Wednesday, September 19, 2007

Looking Down

Sep 18th 2007
From Economist.com


The Fed's bold cut

IS THE Federal Reserve running scared of the financial markets—or the housing market? On Tuesday September 18th America’s central bank cut its target for the federal funds rate by half a point, to 4.75%, the first reduction for more than four years. Financial markets had thought a quarter-point cut a shade more likely, but prayed fervently for a half. Rejoicing, the S&P 500 jumped by nearly 3% after the Fed’s announcement and the Dow Jones index closed more than 300 points up.

Once the cheering stops, it may be worth reflecting on what the Fed’s action—and words—say about the state of the economy, especially the housing market. The “tightening of credit conditions”, said the Fed, “has the potential to intensify the housing correction and to restrain economic growth.” The Fed seems to be trying to act before things get worse: the cut, it said, “is intended to help forestall some of the adverse effects on the broader economy”.

This argument is close to that laid out by Frederic Mishkin, a Fed governor, at the Jackson Hole central bankers’ symposium a fortnight ago. If a central bank cuts rates swiftly, Mr Mishkin argued there, it can soften the effects of even a sharp drop in house prices—not least because falling house prices translate only slowly into lower spending. The arguments of Janet Yellen, head of the San Francisco Fed, also seem to have been persuasive, says Adam Posen of the Peterson Institute for International Economics in Washington, DC: “the San Francisco Fed is one of the only regional Feds to have independent full-scale forecasts”. She gave warning this week that “financial market turmoil seems likely to intensify the downturn in housing”.

The Fed will have been helped towards its half-point cut by benign data on both consumer and producer prices: the latter, released on the day of the Fed’s decision, showed a 1.4% fall in August. More bad news from the housing market, published the same day, will have added weight to the argument for a bigger cut. An index of homebuilders’ confidence fell to match the lowest level reached since its inception. And the rate of foreclosures has more than doubled in the past year.

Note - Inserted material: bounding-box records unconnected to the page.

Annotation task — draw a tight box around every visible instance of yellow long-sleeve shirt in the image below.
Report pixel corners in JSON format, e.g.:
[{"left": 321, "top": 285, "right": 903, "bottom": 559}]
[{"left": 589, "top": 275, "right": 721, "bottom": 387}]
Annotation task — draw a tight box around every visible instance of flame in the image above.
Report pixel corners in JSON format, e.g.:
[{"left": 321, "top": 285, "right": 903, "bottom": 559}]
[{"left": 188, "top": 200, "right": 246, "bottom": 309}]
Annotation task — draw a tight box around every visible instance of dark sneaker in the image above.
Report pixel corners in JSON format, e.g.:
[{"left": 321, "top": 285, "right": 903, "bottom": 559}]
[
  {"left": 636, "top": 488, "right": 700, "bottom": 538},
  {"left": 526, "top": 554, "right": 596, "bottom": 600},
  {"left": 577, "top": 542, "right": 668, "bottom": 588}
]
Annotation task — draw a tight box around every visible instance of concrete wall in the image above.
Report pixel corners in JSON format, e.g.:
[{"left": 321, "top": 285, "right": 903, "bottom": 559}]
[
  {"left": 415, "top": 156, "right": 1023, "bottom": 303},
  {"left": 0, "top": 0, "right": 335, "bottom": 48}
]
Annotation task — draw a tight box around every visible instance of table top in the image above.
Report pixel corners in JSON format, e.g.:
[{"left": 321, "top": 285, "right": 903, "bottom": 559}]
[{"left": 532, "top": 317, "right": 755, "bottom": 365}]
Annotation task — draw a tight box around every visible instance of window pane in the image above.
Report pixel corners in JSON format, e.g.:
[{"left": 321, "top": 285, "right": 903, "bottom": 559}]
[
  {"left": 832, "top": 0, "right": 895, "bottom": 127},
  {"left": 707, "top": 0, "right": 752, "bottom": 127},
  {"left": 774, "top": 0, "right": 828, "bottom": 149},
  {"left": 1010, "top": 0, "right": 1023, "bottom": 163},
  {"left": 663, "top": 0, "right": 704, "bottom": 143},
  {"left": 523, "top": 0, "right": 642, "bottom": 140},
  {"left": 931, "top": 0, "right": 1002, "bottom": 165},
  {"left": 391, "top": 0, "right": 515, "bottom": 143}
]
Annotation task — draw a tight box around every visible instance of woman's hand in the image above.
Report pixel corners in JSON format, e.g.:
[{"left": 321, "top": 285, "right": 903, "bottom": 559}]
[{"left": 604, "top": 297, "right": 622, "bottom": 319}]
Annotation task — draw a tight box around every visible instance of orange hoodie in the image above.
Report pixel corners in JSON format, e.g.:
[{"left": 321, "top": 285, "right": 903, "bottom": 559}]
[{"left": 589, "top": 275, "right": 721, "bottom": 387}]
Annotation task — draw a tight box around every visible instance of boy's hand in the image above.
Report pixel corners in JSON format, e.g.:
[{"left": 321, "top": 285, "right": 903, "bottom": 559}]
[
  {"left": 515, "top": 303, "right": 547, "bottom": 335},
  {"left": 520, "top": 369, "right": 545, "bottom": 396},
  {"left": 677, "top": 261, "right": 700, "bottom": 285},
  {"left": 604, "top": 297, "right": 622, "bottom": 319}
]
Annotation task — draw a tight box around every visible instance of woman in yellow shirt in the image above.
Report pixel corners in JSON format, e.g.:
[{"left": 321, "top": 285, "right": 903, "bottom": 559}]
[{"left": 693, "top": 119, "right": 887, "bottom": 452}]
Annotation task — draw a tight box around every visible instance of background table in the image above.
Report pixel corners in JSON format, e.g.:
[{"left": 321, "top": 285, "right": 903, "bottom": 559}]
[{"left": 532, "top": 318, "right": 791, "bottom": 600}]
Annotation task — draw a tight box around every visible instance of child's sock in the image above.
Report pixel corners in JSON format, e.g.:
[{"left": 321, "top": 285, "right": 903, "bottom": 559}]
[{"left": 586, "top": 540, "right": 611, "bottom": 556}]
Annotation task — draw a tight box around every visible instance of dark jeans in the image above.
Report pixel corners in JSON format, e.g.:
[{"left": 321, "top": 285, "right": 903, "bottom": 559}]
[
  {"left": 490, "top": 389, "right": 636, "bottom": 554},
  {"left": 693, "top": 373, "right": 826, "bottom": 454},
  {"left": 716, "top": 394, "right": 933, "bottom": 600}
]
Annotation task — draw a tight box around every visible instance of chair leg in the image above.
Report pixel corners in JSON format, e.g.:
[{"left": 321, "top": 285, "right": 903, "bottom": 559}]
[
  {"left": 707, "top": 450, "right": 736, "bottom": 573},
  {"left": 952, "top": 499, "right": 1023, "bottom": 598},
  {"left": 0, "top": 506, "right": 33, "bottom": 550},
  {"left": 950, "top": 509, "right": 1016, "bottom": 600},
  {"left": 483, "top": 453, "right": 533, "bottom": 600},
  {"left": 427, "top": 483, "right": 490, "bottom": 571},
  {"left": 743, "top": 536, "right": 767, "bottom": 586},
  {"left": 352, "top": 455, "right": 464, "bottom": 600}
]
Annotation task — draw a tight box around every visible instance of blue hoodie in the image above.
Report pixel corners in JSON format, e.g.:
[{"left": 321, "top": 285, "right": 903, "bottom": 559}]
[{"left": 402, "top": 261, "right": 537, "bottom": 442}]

To some, it will seem as if the Fed has caved in to Wall Street. The emphasis on the housing market may help to dispel that impression. So might the Fed’s insistence that “some inflation risks remain” and that it will “continue to monitor inflation developments carefully.” So too, notes Mr Posen, will recent data on inflation, housing and jobs. Even so, the Fed will have to keep choosing its words carefully in the months ahead.

The Bernanke Put

Yesterday the FOMC cut the Fed funds rate and the discount rate 1/2 point, or 50 basis points. Wall Street went nuts, with a one day gain of over 300 points in the NYSE. There was yelling and trading and a good time was had by all.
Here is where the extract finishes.